Plaintiff filed suit, naming, among others, his own employer CSNJ, as well as the landlord for the port property on which the accident occurred, and the employer of his co-worker, Marine Transport, Inc. (MT). MT moved for dismissal at the close of discovery, arguing that it did not employ the co-worker at the time of the accident, even though he was on MT’s payroll at that time, because he was a “borrowed servant” or “special employee” working for CSNJ at the time of the accident.
Ultimately, MT’s motion for summary judgment was denied due to the court finding sufficient factual disputes to submit the matter to a jury. At trial, a verdict was awarded to the plaintiff, but a motion for directed verdict on the “borrowed employee” issue was granted, with judgment being awarded to MT on that point. On appeal, the Appellate Division vacated that order, and reinstated a verdict in favor of the Plaintiff, including on the claim of vicarious liability as to MT.
The Supreme Court accepted certification of the question. The “borrowed-employee” doctrine, also known as the “borrowed servant” or “special employee” doctrine, arises where an employer (the “general employer”) who arranges or loans one of its workers to another employer (the “special employer”) and that loaned worker negligently injuries someone while working for the special employer. The legal question raised in this context is whether the borrowed employee’s negligence can be imputed vicariously to the general employer, the special employer, or both.
In 2004, the Supreme Court decided the matter of Galvao v.
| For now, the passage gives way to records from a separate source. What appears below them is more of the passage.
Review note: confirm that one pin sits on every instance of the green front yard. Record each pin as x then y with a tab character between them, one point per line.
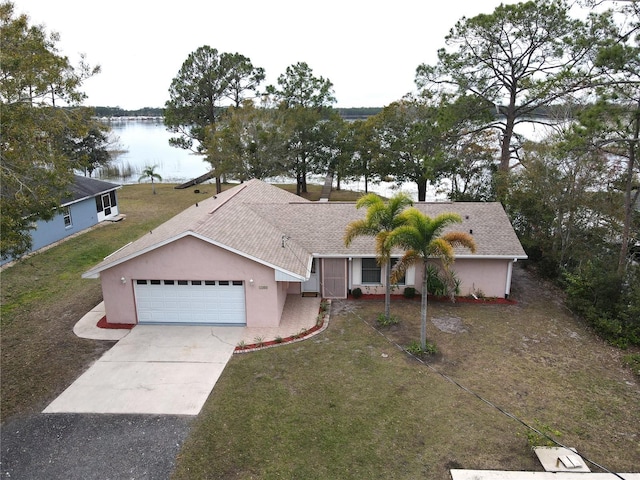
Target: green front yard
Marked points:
346	403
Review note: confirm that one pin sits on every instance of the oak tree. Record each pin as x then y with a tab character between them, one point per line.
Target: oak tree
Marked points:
40	100
519	59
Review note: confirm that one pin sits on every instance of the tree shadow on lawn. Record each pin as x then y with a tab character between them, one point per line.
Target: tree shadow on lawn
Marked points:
349	404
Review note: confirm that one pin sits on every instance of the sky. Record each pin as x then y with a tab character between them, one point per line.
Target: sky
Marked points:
368	50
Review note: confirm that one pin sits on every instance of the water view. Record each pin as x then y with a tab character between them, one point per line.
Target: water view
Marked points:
145	142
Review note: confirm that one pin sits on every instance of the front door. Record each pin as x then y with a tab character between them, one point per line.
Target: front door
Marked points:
106	204
312	284
334	278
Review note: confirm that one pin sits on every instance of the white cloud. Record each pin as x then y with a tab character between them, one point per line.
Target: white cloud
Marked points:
368	50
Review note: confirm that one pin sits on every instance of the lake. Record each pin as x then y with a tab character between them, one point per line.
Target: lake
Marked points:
145	142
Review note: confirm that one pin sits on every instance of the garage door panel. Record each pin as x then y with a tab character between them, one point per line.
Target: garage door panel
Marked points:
196	302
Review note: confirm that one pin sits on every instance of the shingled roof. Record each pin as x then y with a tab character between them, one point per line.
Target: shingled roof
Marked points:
86	187
257	220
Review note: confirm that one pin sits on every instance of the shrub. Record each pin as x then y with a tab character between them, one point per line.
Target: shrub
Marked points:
414	348
383	321
608	302
409	292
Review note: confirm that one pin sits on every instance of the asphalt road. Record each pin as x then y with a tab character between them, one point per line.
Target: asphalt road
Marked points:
92	446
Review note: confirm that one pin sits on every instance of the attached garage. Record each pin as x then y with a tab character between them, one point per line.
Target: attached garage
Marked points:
196	302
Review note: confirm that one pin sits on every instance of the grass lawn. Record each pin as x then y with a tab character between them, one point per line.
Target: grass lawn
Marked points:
349	404
346	403
43	296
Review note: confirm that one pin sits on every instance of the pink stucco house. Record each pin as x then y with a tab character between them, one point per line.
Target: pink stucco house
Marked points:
232	259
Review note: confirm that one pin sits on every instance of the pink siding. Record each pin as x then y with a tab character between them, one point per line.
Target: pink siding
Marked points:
192	259
489	276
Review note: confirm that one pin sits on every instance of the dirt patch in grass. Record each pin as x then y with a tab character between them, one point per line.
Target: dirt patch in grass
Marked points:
349	404
43	296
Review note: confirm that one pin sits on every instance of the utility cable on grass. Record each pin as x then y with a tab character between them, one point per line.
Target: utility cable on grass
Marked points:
455	382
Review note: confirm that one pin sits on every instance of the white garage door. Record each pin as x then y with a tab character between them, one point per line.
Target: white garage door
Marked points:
211	302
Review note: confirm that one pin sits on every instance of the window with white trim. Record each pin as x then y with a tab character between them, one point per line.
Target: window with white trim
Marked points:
66	215
370	271
402	280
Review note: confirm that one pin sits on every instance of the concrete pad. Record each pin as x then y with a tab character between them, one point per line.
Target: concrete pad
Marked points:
168	370
175	343
514	475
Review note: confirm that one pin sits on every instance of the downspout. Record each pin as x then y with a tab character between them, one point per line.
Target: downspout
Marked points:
509	273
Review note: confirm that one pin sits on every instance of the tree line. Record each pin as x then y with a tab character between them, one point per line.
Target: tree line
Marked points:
572	196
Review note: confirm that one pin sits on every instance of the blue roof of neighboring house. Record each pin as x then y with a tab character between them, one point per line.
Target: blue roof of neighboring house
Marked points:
87	187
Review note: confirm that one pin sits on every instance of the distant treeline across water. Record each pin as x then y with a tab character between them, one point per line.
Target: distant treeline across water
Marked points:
346	113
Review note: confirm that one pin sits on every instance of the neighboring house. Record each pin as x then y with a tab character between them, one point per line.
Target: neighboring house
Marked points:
90	202
233	258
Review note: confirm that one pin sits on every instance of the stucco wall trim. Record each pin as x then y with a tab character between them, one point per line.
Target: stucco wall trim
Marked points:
95	273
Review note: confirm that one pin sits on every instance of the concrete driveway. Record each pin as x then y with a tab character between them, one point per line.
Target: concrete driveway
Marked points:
154	369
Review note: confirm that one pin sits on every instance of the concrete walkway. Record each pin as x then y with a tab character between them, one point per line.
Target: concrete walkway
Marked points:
165	369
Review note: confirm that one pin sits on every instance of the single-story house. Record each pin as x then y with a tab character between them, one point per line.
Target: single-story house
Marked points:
233	258
90	201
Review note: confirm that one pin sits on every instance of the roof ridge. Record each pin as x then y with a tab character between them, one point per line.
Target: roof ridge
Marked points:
231	193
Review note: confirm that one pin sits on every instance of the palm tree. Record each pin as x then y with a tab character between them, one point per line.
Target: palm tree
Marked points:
150	172
381	219
421	237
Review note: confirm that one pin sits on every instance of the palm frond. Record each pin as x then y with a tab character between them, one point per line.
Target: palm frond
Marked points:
460	239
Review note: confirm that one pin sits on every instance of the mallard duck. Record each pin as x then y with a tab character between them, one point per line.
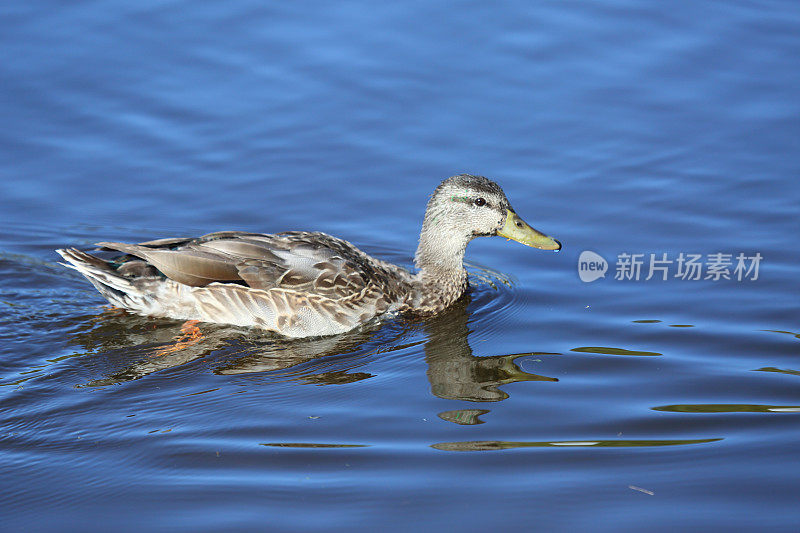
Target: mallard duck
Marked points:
301	284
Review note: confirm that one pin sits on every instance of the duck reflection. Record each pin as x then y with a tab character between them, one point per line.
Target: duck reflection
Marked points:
142	346
454	373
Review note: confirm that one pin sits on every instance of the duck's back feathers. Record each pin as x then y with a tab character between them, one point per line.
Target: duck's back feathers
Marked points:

G.R. Robert Construction Co., 179 N.J. 462 (2004), creating a two-part test to determine whether a general employer could be vicariously liable for a borrowed employee’s negligence. First, the Court is to look at the question of “control,” which is demonstrated by showing “on-spot control,” or directing not only what shall be done, but how it shall be done. Alternatively, if the employer has “broad” control based on the method of payment, furnishing equipment, or the right of termination, control may be found.
If a general employer is demonstrated to have control of the borrowed employee, the Court then looks at the “business furtherance” prong of the test. This requires a demonstration that the work being done by the borrowed employee is furthering the general employer’s business, by showing first that the work is within the general contemplation of the general employer, and second, that the general employer derives an economic benefit by loaning its employee.”
The Pantano Court decided that the question of whether a general employer can be vicariously liable under this doctrine is presumptively a question of fact, for a jury to determine. The determination of a tortfeasor’s employment status in typical vicarious liability matters is similarly treated as a jury question, and the Court ruled that the Galvao decision was not intended to change that presumption. The Court noted that there may be cases where the evidence is so one-sided that an appropriate motion for summary judgment may be made – but where, as in this case, there are genuine questions of material facts regarding the status of a borrowed employee, the issue is properly presented to a jury.